A sample of the unique MNIST digits (Image by writer)

Step 3: Apply NMF with 9 components (d = 9)

from sklearn.decomposition import NMF

nmf_model = NMF(n_components=9, init='random', random_state=0)
image_data_nmf = nmf_model.fit_transform(image_data)

print("Shape:", image_data_nmf.shape)
print("Type:", type(image_data_nmf))

(Image by writer)

Now, the brand new dimensionality is 9. The unique dimensionality was 784. Due to this fact, the dimensionality has been significantly reduced!

To get the form of V, W and H matrices, we are able to run the next code.

print("V_shape:", image_data.shape)
print("W_shape:", image_data_nmf.shape)
print("H_shape", nmf_model.components_.shape)
(Image by writer)

To get the reconstruction error or beta divergence between V and the product of WH, we are able to run the next code.

nmf_model.reconstruction_err_
(Image by writer)

The reconstruction error may be very high.
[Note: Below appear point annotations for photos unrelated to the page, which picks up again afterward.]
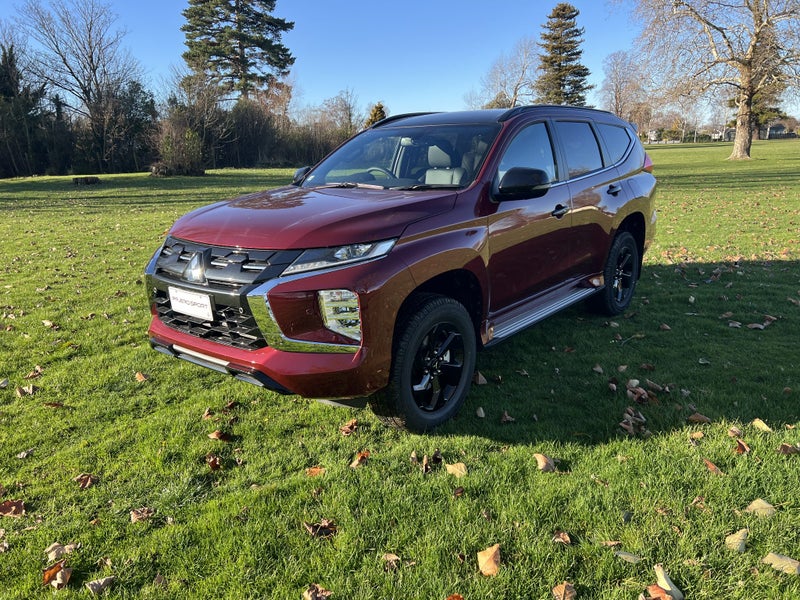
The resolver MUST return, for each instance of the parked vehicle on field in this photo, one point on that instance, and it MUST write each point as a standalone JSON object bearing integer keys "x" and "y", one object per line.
{"x": 382, "y": 270}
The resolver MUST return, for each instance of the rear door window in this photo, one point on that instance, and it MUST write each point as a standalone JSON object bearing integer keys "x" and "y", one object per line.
{"x": 580, "y": 146}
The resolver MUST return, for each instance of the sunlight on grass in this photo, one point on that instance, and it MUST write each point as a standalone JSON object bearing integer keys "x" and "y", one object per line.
{"x": 727, "y": 251}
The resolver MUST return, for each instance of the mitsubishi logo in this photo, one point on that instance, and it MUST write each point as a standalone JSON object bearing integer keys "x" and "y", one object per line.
{"x": 195, "y": 271}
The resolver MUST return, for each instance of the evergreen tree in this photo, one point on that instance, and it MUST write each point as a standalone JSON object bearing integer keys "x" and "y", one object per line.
{"x": 236, "y": 42}
{"x": 378, "y": 113}
{"x": 563, "y": 79}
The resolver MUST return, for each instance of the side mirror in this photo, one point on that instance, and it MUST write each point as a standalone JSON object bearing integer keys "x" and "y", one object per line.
{"x": 521, "y": 183}
{"x": 299, "y": 175}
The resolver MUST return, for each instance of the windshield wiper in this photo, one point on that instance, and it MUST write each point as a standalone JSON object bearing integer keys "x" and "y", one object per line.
{"x": 431, "y": 186}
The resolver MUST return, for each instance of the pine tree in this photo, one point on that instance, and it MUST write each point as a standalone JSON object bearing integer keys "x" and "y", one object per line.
{"x": 236, "y": 42}
{"x": 378, "y": 113}
{"x": 563, "y": 79}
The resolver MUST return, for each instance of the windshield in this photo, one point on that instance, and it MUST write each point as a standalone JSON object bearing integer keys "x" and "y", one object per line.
{"x": 421, "y": 157}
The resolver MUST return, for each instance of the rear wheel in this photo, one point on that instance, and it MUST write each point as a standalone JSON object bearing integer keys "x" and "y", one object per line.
{"x": 432, "y": 366}
{"x": 621, "y": 273}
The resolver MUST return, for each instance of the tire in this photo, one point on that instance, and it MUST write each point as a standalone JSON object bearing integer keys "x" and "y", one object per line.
{"x": 432, "y": 365}
{"x": 621, "y": 273}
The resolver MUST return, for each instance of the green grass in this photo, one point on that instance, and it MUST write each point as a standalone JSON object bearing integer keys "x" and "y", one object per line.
{"x": 74, "y": 257}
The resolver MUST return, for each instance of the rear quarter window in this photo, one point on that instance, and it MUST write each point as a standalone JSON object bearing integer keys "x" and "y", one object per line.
{"x": 580, "y": 146}
{"x": 617, "y": 140}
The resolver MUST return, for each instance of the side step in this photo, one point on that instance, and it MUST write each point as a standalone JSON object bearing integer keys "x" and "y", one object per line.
{"x": 528, "y": 318}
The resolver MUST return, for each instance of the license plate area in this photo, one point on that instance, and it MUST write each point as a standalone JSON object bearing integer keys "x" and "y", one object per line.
{"x": 191, "y": 304}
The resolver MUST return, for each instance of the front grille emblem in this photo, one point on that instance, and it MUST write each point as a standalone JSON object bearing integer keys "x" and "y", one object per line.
{"x": 195, "y": 271}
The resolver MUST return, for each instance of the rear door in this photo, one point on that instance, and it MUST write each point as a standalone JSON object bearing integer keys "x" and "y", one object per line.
{"x": 529, "y": 239}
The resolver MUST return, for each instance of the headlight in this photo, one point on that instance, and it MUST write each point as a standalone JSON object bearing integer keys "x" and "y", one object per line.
{"x": 340, "y": 312}
{"x": 323, "y": 258}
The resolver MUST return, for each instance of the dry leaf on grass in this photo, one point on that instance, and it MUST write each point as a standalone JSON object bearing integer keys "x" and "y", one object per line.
{"x": 564, "y": 591}
{"x": 782, "y": 563}
{"x": 545, "y": 463}
{"x": 316, "y": 592}
{"x": 220, "y": 436}
{"x": 349, "y": 428}
{"x": 324, "y": 529}
{"x": 12, "y": 508}
{"x": 141, "y": 514}
{"x": 360, "y": 460}
{"x": 737, "y": 541}
{"x": 85, "y": 480}
{"x": 98, "y": 585}
{"x": 457, "y": 469}
{"x": 489, "y": 560}
{"x": 760, "y": 508}
{"x": 761, "y": 426}
{"x": 56, "y": 575}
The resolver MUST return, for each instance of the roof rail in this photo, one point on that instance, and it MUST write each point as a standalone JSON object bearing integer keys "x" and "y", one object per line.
{"x": 392, "y": 118}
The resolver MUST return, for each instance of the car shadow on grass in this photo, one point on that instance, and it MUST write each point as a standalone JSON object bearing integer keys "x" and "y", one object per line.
{"x": 718, "y": 339}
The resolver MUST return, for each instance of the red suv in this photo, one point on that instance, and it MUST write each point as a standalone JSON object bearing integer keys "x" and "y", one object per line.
{"x": 380, "y": 272}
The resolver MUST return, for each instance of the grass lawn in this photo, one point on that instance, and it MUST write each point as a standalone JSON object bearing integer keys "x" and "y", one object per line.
{"x": 73, "y": 321}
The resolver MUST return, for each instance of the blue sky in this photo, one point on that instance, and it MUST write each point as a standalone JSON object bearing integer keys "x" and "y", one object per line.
{"x": 413, "y": 55}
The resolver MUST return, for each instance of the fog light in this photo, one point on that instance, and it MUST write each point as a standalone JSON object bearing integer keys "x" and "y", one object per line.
{"x": 340, "y": 312}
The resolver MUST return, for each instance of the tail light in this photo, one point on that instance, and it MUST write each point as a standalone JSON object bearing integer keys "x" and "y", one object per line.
{"x": 648, "y": 163}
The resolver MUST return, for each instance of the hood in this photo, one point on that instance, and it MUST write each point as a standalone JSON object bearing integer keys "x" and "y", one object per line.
{"x": 295, "y": 218}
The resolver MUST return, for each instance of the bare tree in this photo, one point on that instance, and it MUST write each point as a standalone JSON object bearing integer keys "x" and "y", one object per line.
{"x": 509, "y": 81}
{"x": 78, "y": 52}
{"x": 748, "y": 46}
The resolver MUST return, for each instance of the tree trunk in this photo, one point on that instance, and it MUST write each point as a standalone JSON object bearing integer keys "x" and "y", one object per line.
{"x": 744, "y": 130}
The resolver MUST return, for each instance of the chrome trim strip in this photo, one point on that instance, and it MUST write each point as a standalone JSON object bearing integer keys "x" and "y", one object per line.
{"x": 265, "y": 319}
{"x": 527, "y": 319}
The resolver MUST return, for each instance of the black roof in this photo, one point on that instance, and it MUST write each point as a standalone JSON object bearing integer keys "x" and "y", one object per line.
{"x": 493, "y": 115}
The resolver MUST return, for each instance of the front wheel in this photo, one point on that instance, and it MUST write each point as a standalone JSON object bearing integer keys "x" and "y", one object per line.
{"x": 621, "y": 273}
{"x": 432, "y": 366}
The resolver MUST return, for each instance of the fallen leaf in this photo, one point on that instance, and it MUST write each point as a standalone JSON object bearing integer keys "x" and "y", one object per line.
{"x": 782, "y": 563}
{"x": 56, "y": 551}
{"x": 392, "y": 561}
{"x": 457, "y": 469}
{"x": 316, "y": 592}
{"x": 360, "y": 460}
{"x": 12, "y": 508}
{"x": 141, "y": 514}
{"x": 85, "y": 480}
{"x": 787, "y": 449}
{"x": 489, "y": 560}
{"x": 628, "y": 557}
{"x": 562, "y": 537}
{"x": 98, "y": 585}
{"x": 564, "y": 591}
{"x": 663, "y": 580}
{"x": 761, "y": 426}
{"x": 545, "y": 463}
{"x": 349, "y": 428}
{"x": 697, "y": 418}
{"x": 760, "y": 508}
{"x": 56, "y": 575}
{"x": 324, "y": 529}
{"x": 220, "y": 435}
{"x": 737, "y": 541}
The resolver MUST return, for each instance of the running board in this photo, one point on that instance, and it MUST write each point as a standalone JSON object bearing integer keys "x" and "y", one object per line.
{"x": 527, "y": 319}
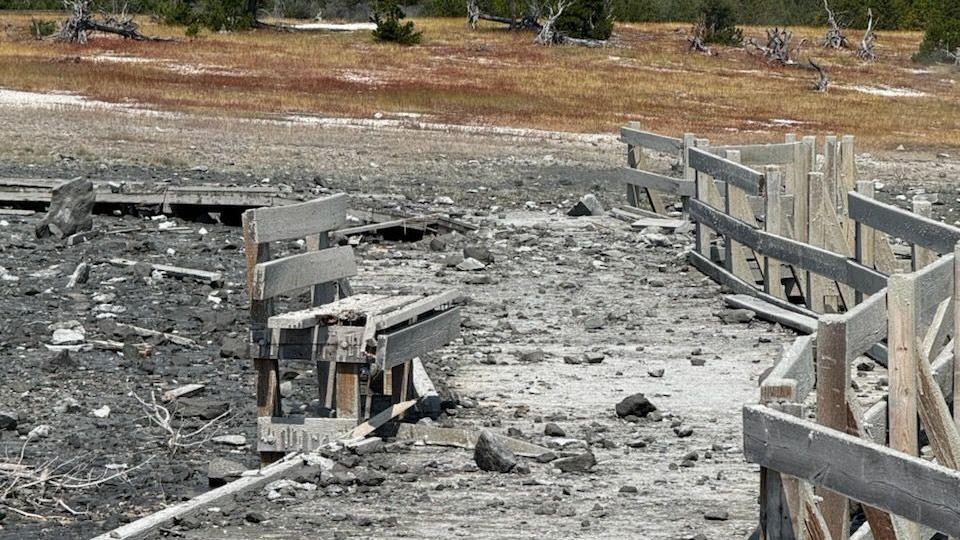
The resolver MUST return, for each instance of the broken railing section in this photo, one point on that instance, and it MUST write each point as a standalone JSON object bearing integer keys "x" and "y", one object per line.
{"x": 868, "y": 456}
{"x": 366, "y": 347}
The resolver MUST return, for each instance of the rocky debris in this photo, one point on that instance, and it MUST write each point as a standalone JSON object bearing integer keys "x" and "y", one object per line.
{"x": 70, "y": 211}
{"x": 578, "y": 463}
{"x": 588, "y": 205}
{"x": 492, "y": 455}
{"x": 553, "y": 430}
{"x": 635, "y": 405}
{"x": 736, "y": 316}
{"x": 221, "y": 471}
{"x": 60, "y": 361}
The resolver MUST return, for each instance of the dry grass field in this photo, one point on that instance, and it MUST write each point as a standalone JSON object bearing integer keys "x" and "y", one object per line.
{"x": 496, "y": 77}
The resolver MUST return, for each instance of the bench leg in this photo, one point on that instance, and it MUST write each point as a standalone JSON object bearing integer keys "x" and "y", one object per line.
{"x": 268, "y": 397}
{"x": 348, "y": 390}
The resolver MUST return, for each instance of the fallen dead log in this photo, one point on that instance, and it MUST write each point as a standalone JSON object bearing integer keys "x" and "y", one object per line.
{"x": 250, "y": 480}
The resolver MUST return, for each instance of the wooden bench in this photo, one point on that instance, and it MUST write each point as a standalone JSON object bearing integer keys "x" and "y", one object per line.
{"x": 362, "y": 345}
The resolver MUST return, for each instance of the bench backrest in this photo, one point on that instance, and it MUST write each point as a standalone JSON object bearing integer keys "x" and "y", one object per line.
{"x": 310, "y": 220}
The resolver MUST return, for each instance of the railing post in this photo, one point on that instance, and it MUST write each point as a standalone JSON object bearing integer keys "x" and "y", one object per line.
{"x": 833, "y": 380}
{"x": 902, "y": 321}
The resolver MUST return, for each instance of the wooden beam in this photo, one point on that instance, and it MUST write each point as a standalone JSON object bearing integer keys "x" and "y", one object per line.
{"x": 297, "y": 220}
{"x": 833, "y": 382}
{"x": 146, "y": 526}
{"x": 297, "y": 272}
{"x": 876, "y": 475}
{"x": 727, "y": 171}
{"x": 418, "y": 339}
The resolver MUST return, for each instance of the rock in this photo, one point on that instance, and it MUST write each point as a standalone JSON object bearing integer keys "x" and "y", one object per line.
{"x": 102, "y": 412}
{"x": 636, "y": 405}
{"x": 588, "y": 206}
{"x": 70, "y": 211}
{"x": 438, "y": 244}
{"x": 492, "y": 455}
{"x": 480, "y": 253}
{"x": 62, "y": 361}
{"x": 255, "y": 517}
{"x": 221, "y": 470}
{"x": 736, "y": 316}
{"x": 553, "y": 430}
{"x": 470, "y": 265}
{"x": 67, "y": 336}
{"x": 230, "y": 440}
{"x": 716, "y": 515}
{"x": 8, "y": 421}
{"x": 579, "y": 463}
{"x": 593, "y": 357}
{"x": 234, "y": 347}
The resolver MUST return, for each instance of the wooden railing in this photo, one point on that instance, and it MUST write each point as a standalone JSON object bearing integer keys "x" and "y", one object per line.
{"x": 811, "y": 249}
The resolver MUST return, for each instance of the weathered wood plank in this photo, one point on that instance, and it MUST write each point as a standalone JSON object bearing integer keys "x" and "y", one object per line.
{"x": 418, "y": 339}
{"x": 762, "y": 154}
{"x": 145, "y": 526}
{"x": 297, "y": 220}
{"x": 299, "y": 434}
{"x": 288, "y": 274}
{"x": 650, "y": 141}
{"x": 903, "y": 224}
{"x": 723, "y": 169}
{"x": 818, "y": 260}
{"x": 876, "y": 475}
{"x": 833, "y": 383}
{"x": 657, "y": 182}
{"x": 721, "y": 276}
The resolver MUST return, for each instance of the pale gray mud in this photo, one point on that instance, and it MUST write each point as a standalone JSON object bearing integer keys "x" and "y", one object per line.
{"x": 566, "y": 286}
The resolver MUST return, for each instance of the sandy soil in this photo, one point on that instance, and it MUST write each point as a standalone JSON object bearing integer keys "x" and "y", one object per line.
{"x": 552, "y": 274}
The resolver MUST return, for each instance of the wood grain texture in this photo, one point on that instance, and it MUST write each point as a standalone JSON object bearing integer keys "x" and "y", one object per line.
{"x": 297, "y": 220}
{"x": 876, "y": 475}
{"x": 301, "y": 271}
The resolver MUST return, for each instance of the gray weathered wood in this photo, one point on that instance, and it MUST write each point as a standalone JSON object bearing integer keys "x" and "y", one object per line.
{"x": 298, "y": 220}
{"x": 876, "y": 475}
{"x": 418, "y": 339}
{"x": 650, "y": 141}
{"x": 903, "y": 224}
{"x": 657, "y": 182}
{"x": 297, "y": 272}
{"x": 772, "y": 313}
{"x": 728, "y": 171}
{"x": 145, "y": 526}
{"x": 826, "y": 263}
{"x": 299, "y": 434}
{"x": 763, "y": 154}
{"x": 721, "y": 276}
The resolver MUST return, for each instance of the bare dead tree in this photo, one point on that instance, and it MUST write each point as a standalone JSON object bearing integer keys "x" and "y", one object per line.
{"x": 777, "y": 49}
{"x": 698, "y": 36}
{"x": 822, "y": 81}
{"x": 473, "y": 14}
{"x": 77, "y": 27}
{"x": 835, "y": 39}
{"x": 869, "y": 42}
{"x": 547, "y": 34}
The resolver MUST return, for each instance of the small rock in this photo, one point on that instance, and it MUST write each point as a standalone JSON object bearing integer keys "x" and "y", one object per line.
{"x": 553, "y": 430}
{"x": 492, "y": 455}
{"x": 587, "y": 206}
{"x": 635, "y": 405}
{"x": 579, "y": 463}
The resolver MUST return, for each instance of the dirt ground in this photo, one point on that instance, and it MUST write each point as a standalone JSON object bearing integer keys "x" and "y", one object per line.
{"x": 566, "y": 286}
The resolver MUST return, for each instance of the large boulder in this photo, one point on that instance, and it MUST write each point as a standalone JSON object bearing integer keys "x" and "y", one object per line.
{"x": 71, "y": 209}
{"x": 492, "y": 455}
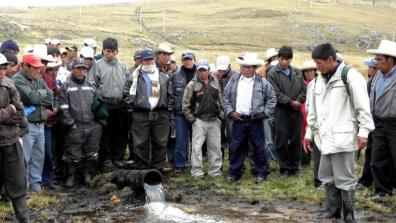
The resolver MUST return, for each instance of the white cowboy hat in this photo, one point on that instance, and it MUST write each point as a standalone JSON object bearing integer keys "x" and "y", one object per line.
{"x": 250, "y": 59}
{"x": 90, "y": 42}
{"x": 54, "y": 64}
{"x": 386, "y": 47}
{"x": 271, "y": 52}
{"x": 163, "y": 47}
{"x": 308, "y": 65}
{"x": 87, "y": 52}
{"x": 40, "y": 50}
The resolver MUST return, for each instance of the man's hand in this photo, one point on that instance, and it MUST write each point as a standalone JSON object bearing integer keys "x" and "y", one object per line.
{"x": 236, "y": 116}
{"x": 307, "y": 145}
{"x": 362, "y": 142}
{"x": 296, "y": 105}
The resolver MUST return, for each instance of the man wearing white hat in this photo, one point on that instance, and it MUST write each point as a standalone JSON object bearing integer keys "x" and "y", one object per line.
{"x": 271, "y": 59}
{"x": 383, "y": 108}
{"x": 248, "y": 99}
{"x": 290, "y": 89}
{"x": 163, "y": 53}
{"x": 340, "y": 123}
{"x": 223, "y": 74}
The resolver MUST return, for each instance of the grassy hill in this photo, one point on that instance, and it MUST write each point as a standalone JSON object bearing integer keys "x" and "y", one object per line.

It is because we’ve got chosen only 9 components out of 784. We are able to confirm this by visualizing the output.

image_data_nmf_recovered = nmf_model.inverse_transform(image_data_nmf)

n = 5
plt.figure(figsize=(6.75, 1.5))
for i in range(n):
ax = plt.subplot(1, n, i+1)
plt.imshow(image_data_nmf_recovered[i, :].reshape(28, 28), cmap="binary")
ax.axis('off')

plt.show()

NMF output: 9 components or d = 9

NMF output: 9 components or d = 9 (Image by writer)

The digits aren’t clear. You may compare this output with the sample of the unique images.

I even have run the NMF algorithm by selecting 100, 225 and 784 components. Listed below are the outcomes.

NMF output: 100 components or d = 100

NMF output: 100 components or d = 100 (Image by writer)

The reconstruction error is 174524.20.

NMF output: 225 components or d = 225

NMF output: 225 components or d = 225 (Image by writer)

The reconstruction error is 104024.62.

NMF output: 784 components or d = 784 (all components)

NMF output: 784 components or d = 784 (Image by writer)

The reconstruction error is 23349.67.

When the variety of components is increased when running non-negative matrix factorization (NMF), the photographs are getting clear and the reconstruction error is getting low.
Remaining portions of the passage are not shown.